Per il momento, nessuno nell’area euro ha voglia di risvegliare le tensioni attorno alla finanza pubblica dell’Italia. Quasi nessuno, per la precisione, meno l’olandese Wopke Hoekstra: anche all’ultima riunione a Bruxelles con i suoi colleghi dell’area euro, il ministro delle Finanze dell’Aia ha fatto il possibile per rimettere sul tavolo con foga il tema del debito pubblico italiano; nessuno quel giorno ha fatto notare all’olandese l’incoerenza che c’è nell’accusare ossessivamente gli altri Paesi per il loro deficit e intanto sottrarre loro surrettiziamente entrate fiscali, permettendo a centinaia di grandi imprese di eludere le tasse tramite accordi ad hoc e sedi posticce collocate nei Paesi Bassi.

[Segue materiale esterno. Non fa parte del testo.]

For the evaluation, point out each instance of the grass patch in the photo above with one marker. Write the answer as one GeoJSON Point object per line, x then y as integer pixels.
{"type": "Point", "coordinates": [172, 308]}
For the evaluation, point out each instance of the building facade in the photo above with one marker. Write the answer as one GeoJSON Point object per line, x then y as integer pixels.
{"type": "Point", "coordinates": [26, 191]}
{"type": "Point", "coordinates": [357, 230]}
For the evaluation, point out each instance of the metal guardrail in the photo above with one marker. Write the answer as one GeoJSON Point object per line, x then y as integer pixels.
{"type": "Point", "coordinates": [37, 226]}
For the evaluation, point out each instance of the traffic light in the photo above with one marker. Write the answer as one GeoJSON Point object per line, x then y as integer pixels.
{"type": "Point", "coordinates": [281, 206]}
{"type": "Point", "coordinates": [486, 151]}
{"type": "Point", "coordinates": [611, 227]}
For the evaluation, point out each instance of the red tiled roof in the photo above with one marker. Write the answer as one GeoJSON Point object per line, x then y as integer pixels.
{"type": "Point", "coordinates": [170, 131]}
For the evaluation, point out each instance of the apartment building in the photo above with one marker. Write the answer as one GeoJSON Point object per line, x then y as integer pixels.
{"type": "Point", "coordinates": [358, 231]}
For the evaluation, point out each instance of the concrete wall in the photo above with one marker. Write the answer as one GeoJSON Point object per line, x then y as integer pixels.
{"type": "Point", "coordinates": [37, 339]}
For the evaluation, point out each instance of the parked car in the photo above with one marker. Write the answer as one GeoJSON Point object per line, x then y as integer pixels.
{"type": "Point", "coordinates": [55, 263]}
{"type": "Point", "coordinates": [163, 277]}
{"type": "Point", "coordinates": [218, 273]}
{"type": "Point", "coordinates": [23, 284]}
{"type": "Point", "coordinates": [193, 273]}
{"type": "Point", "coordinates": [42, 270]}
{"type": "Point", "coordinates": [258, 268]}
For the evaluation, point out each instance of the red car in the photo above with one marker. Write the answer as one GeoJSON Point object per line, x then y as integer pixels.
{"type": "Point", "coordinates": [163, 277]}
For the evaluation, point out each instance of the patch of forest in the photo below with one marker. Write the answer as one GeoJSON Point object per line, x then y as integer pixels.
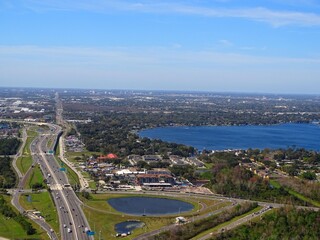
{"type": "Point", "coordinates": [285, 223]}
{"type": "Point", "coordinates": [190, 230]}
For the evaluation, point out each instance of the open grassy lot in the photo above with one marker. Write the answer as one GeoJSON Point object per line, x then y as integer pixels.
{"type": "Point", "coordinates": [72, 155]}
{"type": "Point", "coordinates": [12, 230]}
{"type": "Point", "coordinates": [35, 177]}
{"type": "Point", "coordinates": [24, 163]}
{"type": "Point", "coordinates": [102, 217]}
{"type": "Point", "coordinates": [42, 202]}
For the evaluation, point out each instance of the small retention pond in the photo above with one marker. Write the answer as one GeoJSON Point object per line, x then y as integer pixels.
{"type": "Point", "coordinates": [128, 226]}
{"type": "Point", "coordinates": [149, 206]}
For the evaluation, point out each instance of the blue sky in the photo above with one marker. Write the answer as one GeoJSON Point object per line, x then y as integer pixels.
{"type": "Point", "coordinates": [269, 46]}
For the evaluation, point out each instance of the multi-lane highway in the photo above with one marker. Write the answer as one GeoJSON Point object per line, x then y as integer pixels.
{"type": "Point", "coordinates": [73, 223]}
{"type": "Point", "coordinates": [71, 217]}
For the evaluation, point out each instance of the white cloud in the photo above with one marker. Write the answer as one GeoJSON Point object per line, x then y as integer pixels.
{"type": "Point", "coordinates": [276, 18]}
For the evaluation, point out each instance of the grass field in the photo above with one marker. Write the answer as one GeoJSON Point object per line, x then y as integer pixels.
{"type": "Point", "coordinates": [24, 163]}
{"type": "Point", "coordinates": [103, 217]}
{"type": "Point", "coordinates": [42, 202]}
{"type": "Point", "coordinates": [12, 230]}
{"type": "Point", "coordinates": [35, 177]}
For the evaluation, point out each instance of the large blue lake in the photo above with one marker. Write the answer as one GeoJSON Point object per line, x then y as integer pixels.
{"type": "Point", "coordinates": [149, 205]}
{"type": "Point", "coordinates": [240, 137]}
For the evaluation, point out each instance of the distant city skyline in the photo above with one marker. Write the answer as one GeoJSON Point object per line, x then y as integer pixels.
{"type": "Point", "coordinates": [263, 46]}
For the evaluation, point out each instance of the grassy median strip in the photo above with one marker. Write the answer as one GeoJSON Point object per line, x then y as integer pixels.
{"type": "Point", "coordinates": [24, 163]}
{"type": "Point", "coordinates": [35, 177]}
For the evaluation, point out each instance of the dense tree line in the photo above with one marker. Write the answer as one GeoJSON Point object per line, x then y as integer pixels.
{"type": "Point", "coordinates": [229, 178]}
{"type": "Point", "coordinates": [307, 188]}
{"type": "Point", "coordinates": [113, 133]}
{"type": "Point", "coordinates": [7, 211]}
{"type": "Point", "coordinates": [295, 224]}
{"type": "Point", "coordinates": [7, 175]}
{"type": "Point", "coordinates": [9, 146]}
{"type": "Point", "coordinates": [190, 230]}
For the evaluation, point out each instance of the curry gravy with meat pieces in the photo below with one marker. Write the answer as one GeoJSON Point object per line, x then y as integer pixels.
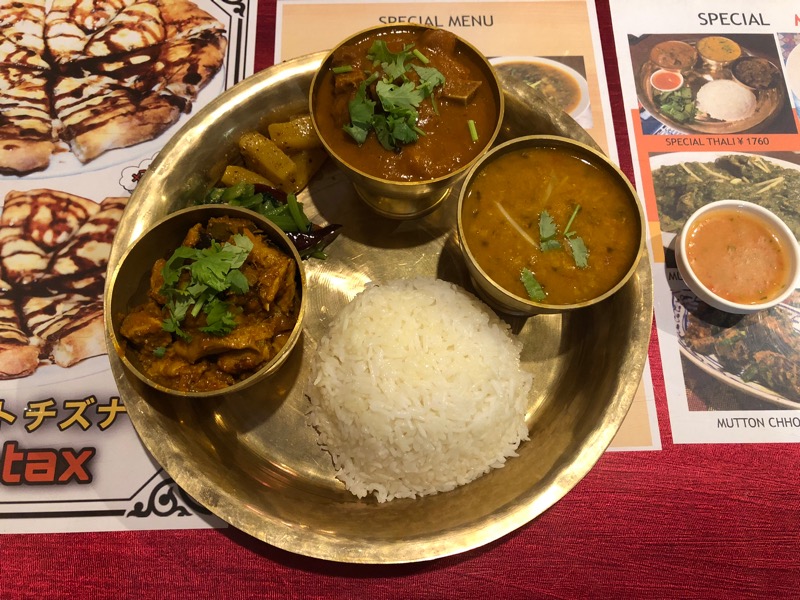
{"type": "Point", "coordinates": [502, 211]}
{"type": "Point", "coordinates": [446, 144]}
{"type": "Point", "coordinates": [264, 315]}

Salvo Hoekstra, tuttavia, nessuno in Europa spinge per riaprire la partita italiana subito. Nemmeno la Germania. Nessuno si illude però che essa non sia destinata a ripartire presto, probabilmente già da giugno in poi: le previsioni di crescita che presenterà oggi la Commissione europea lasciano pochi dubbi in proposito. Che Bruxelles adesso veda una crescita in Italia dello 0,2% per quest’anno e un’inflazione debole – stime ragionevoli, in questa fase – non comporta solo che il debito pubblico quest’anno riprenda a salire. La debolezza dell’economia farà sì anche che la fragilità del deficit emerga in modo più visibile, specie in vista del 2020.
Con una crescita dello 0,2%, nel 2019 il disavanzo dovrebbe salire probabilmente intorno al 2,2% del prodotto lordo o comunque poco sopra l’obiettivo del 2%. In parte il contenimento nel breve termine sarà possibile grazie ai margini che i funzionari del ministero dell’Economia si sono ritagliati nell’esecuzione del bilancio. In vista dell’anno prossimo però i nodi verranno al pettine. Il deficit tenderà oltre il 3% del Pil già in partenza, per tre motivi che si aggiungono l’uno all’altro: un disavanzo che per inerzia va all’1,8%; l’intenzione annunciata dal governo di non far scattare gli aumenti dell’Iva per 1,2% del Pil in teoria previsti dalle clausole di salvaguardia; il lieve ma visibile slittamento dei conti per effetto di una crescita più bassa di quanto avesse previsto il governo. Questi tre elementi sommati fanno sì che, senza interventi, il deficit pubblico l’anno prossimo esploda appunto oltre il 3% del Pil. L’Italia tornerà dunque a rischiare una procedura europea già in autunno e nuove tensioni sui mercati.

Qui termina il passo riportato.